Ligne, place, Processus.

….plAce … liGnE……..

Majuscules,ou minuscules, mots

mêlés, dérangés,décalés, étranglés.

les voilà qui sonnent, et résonnent enfin.

la ligne d’horizon, ou celle de partition,

la place forte ou bien encore :la place du mort.

mais Processus… … qui suinte, siffle, exsude sa sueur,

qui contient sexe et loi tout à la fois.

qui vous dégouline du menton comme un fruit trop mûr,

ou trop pressé. qui vous jette en avant,ou vous oblige à ralentir,

à ralentir afin que le temps fasse son œuvre, à patienter encore un jour, une semaine,

une année. neuf mois, parfois.

Processus qui dit la maturation et l’inexorable des jours et des nuits,

et du battement du cœur, et des pieds, et des bras tout petits

avec les doigts aux bouts des paumes encore fermées.

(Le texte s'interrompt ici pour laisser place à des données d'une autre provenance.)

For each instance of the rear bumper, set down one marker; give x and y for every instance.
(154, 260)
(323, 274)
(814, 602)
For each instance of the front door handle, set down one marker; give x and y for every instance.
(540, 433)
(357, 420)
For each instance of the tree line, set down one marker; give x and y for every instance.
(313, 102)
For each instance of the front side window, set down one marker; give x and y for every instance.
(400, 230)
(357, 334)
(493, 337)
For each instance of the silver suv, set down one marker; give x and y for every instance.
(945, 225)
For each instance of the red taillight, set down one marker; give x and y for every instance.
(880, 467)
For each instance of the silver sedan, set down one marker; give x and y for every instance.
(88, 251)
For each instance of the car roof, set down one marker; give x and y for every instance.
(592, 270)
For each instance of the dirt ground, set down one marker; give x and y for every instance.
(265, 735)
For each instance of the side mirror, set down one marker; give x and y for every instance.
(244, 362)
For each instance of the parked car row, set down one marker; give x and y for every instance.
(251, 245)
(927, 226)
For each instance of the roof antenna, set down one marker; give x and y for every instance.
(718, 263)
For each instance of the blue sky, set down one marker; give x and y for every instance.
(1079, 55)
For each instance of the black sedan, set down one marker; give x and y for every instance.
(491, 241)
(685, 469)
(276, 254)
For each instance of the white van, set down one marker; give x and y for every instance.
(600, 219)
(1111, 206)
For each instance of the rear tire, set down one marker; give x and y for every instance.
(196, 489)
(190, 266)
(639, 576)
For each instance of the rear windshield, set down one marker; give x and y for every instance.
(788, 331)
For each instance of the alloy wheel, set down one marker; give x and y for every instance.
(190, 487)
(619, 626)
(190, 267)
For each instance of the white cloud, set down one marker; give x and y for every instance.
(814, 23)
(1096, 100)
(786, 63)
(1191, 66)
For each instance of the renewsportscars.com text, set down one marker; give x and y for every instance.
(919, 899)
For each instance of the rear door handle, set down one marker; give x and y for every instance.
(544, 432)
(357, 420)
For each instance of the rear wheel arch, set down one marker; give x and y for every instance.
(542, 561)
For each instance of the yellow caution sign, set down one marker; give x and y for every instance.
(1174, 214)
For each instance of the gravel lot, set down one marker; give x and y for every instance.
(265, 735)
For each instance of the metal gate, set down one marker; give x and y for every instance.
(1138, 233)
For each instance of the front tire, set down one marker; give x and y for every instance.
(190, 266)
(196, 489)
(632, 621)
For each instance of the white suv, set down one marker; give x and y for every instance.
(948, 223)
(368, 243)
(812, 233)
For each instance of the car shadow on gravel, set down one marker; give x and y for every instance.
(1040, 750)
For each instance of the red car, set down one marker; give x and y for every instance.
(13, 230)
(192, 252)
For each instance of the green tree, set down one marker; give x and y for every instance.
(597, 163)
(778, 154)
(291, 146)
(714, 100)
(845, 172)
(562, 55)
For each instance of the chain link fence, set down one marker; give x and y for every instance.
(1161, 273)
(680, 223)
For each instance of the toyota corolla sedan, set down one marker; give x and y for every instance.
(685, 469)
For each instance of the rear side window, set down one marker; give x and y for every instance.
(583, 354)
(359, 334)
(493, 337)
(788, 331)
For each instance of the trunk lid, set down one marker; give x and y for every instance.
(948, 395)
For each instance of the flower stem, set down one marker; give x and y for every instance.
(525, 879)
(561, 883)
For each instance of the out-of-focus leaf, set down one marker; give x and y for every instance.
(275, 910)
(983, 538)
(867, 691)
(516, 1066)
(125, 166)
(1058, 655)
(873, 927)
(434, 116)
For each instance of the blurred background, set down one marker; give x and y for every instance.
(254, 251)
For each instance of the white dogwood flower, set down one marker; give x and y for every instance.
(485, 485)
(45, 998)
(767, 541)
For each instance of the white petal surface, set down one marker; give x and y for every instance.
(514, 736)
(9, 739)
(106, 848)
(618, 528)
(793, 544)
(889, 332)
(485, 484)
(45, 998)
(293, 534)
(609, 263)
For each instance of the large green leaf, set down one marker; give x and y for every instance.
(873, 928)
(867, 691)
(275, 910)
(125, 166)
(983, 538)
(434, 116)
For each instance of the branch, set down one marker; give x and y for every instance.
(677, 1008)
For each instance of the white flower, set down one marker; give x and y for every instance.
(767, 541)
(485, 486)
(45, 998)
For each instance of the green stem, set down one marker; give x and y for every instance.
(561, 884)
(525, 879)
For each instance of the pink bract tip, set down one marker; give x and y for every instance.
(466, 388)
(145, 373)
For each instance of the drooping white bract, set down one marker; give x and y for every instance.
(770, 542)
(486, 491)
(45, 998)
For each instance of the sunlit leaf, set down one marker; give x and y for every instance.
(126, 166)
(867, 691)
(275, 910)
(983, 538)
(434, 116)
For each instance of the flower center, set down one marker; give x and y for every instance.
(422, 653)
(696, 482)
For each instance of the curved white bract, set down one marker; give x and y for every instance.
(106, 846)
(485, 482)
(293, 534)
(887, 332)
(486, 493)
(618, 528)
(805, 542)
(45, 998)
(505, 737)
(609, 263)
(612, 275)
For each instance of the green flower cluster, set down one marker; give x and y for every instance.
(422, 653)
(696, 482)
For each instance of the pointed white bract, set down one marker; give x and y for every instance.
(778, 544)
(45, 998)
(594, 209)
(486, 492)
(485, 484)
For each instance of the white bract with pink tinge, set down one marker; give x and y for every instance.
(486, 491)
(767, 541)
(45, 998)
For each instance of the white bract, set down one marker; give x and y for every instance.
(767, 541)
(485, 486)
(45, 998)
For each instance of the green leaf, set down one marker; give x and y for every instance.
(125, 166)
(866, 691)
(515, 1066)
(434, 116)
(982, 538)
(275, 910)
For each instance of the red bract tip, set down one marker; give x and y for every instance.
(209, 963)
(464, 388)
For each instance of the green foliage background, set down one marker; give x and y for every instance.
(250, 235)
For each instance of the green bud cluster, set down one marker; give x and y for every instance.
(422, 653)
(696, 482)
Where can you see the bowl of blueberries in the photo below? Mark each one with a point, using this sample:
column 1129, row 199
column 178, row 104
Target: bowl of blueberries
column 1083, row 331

Qui dit la rêverie, et les sons là-dedans, sons du dedans, caverneux

et du dehors, hachés, feutrés, sons d’une voix de romance

d’aubade ou de complainte, et sons graves qui réPondent, réfutent, riPostent,

Polémiquent. et l’horizon s’éloigne : celui des rêves aboutis des attentes langoureuses,

des incandescences, des voluptés secrètes dans le mitan des jours. 

là-bas, devant le bar. on le voit accoudé, on détourne la tête.

juste avant le baiser, on détourne la tête. on fuit. le ventre s’arrondit. on fuit on accroche

la ligne d’horizon. on fuit il descend l’escalier. on songe à l’avant figé, ici. à la place, ici, envahie d’atermoiements inquiets, d’éclats apeurés, de possessions que l’on refuse.

trois mots, oui, trois mots, deux brefs, un autre plus long,   long du temps à attendre la fin du baiser, ou qu’il s’éloigne, et vous laisse rêver au ventre qui s’arrondit, à la place chaude en dedans, au creux qui bientôt, l’attache coupée, qui bientôt creusera en dedans le vide et la trace tout à la fois et le monde séparé du rêve.

lIgne-pLace-PRocEssuS

lIgne-pLace-PROCESsus…

ligNE-PlAce-PRocESsus

lentement, il descend l’escalier, il se retourne à peine, écoute,à peine, le souffle suspendu, le gémissement des larmes d’amertume, le soupir arrêté au bord de la nausée, retenu,  le sanglot interdit, il se retourne à peine.

Elle, le regarde, elle, dévisage son ventre rond la douceur en dedans, l’ondoiement

qui tamise les partitions vipérines, les affolements provoqués à plaisir.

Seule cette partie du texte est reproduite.